Despite a narrowing election race and a deluge of earnings, the S&P 500 has not seen a daily change greater than 1% in nearly four weeks. Realized volatility remains remarkably low. But the CBOE Volatility Index (VIX) – a predictive measure of future volatility that is often seen as Wall Street’s “fear gauge” – has nearly doubled in the same period. Is it the calm before the storm, or has VIX just got the jitters?
Presently, the difference between VIX and S&P 500 realized volatility is highly significant. November 3rd’s closing VIX was 22.1 – nearly triple the S&P 500’s trailing volatility of 7.1. A VIX higher than realized volatility is not unusual, especially when realized volatility is low, but the spread between VIX and realized volatility has reached extremely rare levels.
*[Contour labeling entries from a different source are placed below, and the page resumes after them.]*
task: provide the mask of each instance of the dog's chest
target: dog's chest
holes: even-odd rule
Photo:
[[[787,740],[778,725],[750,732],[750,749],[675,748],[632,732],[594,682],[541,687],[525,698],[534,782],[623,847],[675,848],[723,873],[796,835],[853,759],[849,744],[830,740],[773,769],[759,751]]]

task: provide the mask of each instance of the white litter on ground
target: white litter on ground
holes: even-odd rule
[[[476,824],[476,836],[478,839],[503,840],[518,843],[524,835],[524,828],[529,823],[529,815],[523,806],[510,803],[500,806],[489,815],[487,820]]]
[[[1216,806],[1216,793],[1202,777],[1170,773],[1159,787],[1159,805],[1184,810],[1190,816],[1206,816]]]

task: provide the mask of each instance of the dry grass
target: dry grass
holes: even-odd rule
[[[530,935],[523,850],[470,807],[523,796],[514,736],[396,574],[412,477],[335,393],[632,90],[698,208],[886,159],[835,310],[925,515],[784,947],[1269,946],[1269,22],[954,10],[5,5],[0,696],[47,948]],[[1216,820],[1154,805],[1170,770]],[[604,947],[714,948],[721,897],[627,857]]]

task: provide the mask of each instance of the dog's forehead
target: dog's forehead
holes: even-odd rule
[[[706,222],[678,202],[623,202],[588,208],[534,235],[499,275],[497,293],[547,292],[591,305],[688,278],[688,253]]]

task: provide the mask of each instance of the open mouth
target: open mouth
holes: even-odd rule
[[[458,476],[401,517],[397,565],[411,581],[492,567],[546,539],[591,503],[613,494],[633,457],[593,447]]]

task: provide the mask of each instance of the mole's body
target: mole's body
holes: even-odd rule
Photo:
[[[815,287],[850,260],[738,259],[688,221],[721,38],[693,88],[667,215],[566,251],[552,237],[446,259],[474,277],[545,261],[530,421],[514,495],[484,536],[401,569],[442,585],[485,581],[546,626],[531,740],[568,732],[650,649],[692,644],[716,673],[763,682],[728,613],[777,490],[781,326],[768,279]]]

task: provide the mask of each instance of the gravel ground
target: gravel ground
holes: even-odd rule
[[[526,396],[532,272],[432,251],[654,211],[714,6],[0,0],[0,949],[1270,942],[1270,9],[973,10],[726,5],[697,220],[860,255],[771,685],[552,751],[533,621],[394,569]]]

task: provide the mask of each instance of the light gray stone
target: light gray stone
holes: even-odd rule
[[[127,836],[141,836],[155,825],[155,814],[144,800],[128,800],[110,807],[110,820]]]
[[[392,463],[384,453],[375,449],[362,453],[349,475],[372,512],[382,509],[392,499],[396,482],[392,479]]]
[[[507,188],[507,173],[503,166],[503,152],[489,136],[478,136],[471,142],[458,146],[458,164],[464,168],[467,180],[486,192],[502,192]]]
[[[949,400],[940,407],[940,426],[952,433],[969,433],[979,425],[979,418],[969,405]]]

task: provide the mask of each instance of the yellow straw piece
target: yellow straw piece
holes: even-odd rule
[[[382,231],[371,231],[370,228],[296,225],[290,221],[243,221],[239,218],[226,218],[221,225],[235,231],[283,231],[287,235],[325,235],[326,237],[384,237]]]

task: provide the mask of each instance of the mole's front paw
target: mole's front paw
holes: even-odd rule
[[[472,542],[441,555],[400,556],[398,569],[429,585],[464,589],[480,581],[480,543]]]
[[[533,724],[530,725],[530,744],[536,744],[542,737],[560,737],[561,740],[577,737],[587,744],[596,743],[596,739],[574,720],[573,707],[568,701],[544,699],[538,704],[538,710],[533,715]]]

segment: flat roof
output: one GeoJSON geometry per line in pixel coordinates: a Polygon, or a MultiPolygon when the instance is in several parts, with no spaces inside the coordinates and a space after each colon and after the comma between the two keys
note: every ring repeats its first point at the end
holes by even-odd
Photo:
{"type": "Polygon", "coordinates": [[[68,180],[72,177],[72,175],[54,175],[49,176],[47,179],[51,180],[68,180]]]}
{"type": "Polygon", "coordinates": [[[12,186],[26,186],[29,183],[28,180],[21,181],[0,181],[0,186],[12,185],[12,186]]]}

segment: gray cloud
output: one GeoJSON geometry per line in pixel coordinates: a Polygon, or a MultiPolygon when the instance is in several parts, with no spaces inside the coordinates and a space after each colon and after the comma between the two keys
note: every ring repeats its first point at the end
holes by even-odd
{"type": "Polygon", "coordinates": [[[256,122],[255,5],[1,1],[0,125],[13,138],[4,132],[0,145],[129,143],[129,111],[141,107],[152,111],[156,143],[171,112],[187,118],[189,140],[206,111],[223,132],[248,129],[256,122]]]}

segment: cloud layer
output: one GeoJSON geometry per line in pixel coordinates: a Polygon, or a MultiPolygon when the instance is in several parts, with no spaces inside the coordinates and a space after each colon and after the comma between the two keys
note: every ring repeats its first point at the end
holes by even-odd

The gap between VIX and realized volatility has been greater than 15 on only a handful of occasions in the past quarter century. In most cases, an impending political event was the cause of the elevated VIX, and intriguingly, the subsequent performance in the S&P 500 was more commonly positive than negative.
The table provides grounds for optimism: with so much fear in evidence, one might assume that the current level of the S&P 500 reflects a discount for the market’s fears of a disruptive election result, not the current economic reality. And indeed the day-to-day economic news has been encouraging: earnings have been largely positive and as far as the U.S Federal Reserve sees it, a case is easily made for the bulls.
But we may well ask “what if the pollsters and the betting markets – both of which are currently indicating a win for Hillary Clinton in the election – have it wrong?”
Volatility markets have precedent for predicting surprise results: it is notable that the spread from VIX to realized S&P 500 volatility rose as high as 13 on the day before the UK referendum in June. In fact, the market’s anxiety over a potential vote to leave the EU was telegraphed in the currency volatility markets as much as three weeks before polling day.
Trump’s protectionist trade policy and political populism have drawn comparisons with the “Brexit” campaign, and the behavior of volatility markets in advance of the vote provides a further similarity. If Trump does indeed win, we cannot claim that the VIX didn’t warn us.